Reputation: 337
Applying regression on each of the columns or rows in a pandas dataframe, without using for loops.
There is a similar post about this; Apply formula across pandas rows/ regression line, that does a regression for each of the "rows," however plotting the answer given is wrong.

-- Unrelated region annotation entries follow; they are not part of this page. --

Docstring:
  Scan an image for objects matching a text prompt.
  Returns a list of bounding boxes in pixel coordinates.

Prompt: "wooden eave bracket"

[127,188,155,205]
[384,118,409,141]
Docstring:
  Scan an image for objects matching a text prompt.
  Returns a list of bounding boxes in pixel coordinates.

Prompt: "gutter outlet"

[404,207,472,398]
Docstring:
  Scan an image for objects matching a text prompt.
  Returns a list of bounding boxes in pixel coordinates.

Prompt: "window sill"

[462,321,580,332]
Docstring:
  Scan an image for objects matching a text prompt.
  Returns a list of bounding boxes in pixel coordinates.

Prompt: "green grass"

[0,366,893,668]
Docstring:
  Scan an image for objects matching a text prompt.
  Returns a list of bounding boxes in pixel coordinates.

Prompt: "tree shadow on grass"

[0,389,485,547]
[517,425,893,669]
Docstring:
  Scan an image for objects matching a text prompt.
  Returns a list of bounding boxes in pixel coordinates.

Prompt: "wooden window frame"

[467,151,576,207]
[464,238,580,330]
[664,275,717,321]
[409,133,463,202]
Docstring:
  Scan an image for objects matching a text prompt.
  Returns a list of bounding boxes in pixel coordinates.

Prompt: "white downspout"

I couldn't comment on it as i do not have enough reputation, the main problem with that is that, it takes the values of the columns but then uses the apply function on each row.
Currently I only know how to do each column eg.
np.random.seed(1997)
df = pd.DataFrame(np.random.randn(10, 4))
first_stats = scipy.stats.linregress(df.index,df[0])
second_stats = scipy.stats.linregress(df.index,df[1])
I was hoping to find an answer without creating a function or for loops, similar to; pandas df.sum(), but instead of sum i want to do a regression that results in slope, intercept, r-value, p-value and standard error.
Upvotes: 4
Views: 3532
Reputation: 1672
Look at the following example:
import numpy as np
import pandas as pd
from scipy.stats import linregress
np.random.seed(1997)
df = pd.DataFrame(pd.np.random.rand(100, 10))
df.apply(lambda x: linregress(df.index, x), result_type='expand').rename(index={0: 'slope', 1:
'intercept', 2: 'rvalue', 3:
'p-value', 4:'stderr'})
It should return what you want.
Upvotes: 5